The planning for Mr. Welch’s exit began with a list of 23 internal candidates seven years before he left. The board hopes to avoid a repetition of that competition, one of the people familiar with the company said.
The race to succeed Mr. Welch pitted Mr. Immelt against fellow executives Robert Nardelli and Jim McNerney and proved internally divisive. Messrs. Nardelli and McNerney each announced they were leaving to take CEO positions at other companies within 10 days of being informed by Mr. Welch, at the end of a Thanksgiving weekend, that neither would become chief at GE.
Among the current contenders, Mr.
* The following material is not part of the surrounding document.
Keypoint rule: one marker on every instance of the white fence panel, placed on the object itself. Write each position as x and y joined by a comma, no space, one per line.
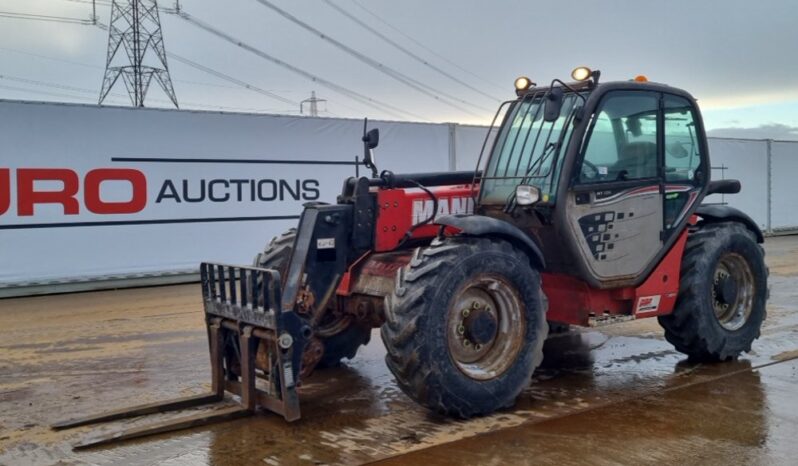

Simonelli, 40, joined GE in 1994 in its fast-tracked financial management program. He rose through the ranks of GE’s appliances division before leading GE’s transportation division, a post that has been the training ground for many of GE’s senior executives. Last year, he was promoted to lead the oil and gas business, based in London.
Mr. Bolze, 50, leads the company’s gas-turbine business. He is tasked with reducing the division’s overhead by 20% and taking 10% of the cost out of the company’s line of gas turbines. He joined GE in 1993 in the mergers-and-acquisitions department, moving through senior posts at GE Healthcare before leading power generation in 2005.
Mr. Sherin joined GE in 1981. He served as CFO for 15 years and has been a vice chairman since 2007. His experience has been largely relegated to finance departments across GE’s businesses. His new position running the company’s giant finance operation will test his ability to manage a business and lead an organization.
Other possibilities include some greener executives who have been put in new positions to show their mettle. These include Jeff Bornstein, who was made CFO last year and is leading the charge in cost-cutting; Lorraine Bolsinger, who took a new role as head of distributed power after six years leading a division of GE Aviation that supplies electrical power and avionics; and Chip Blankenship, who moved from GE Aviation to lead the company’s stagnant appliances and lighting division.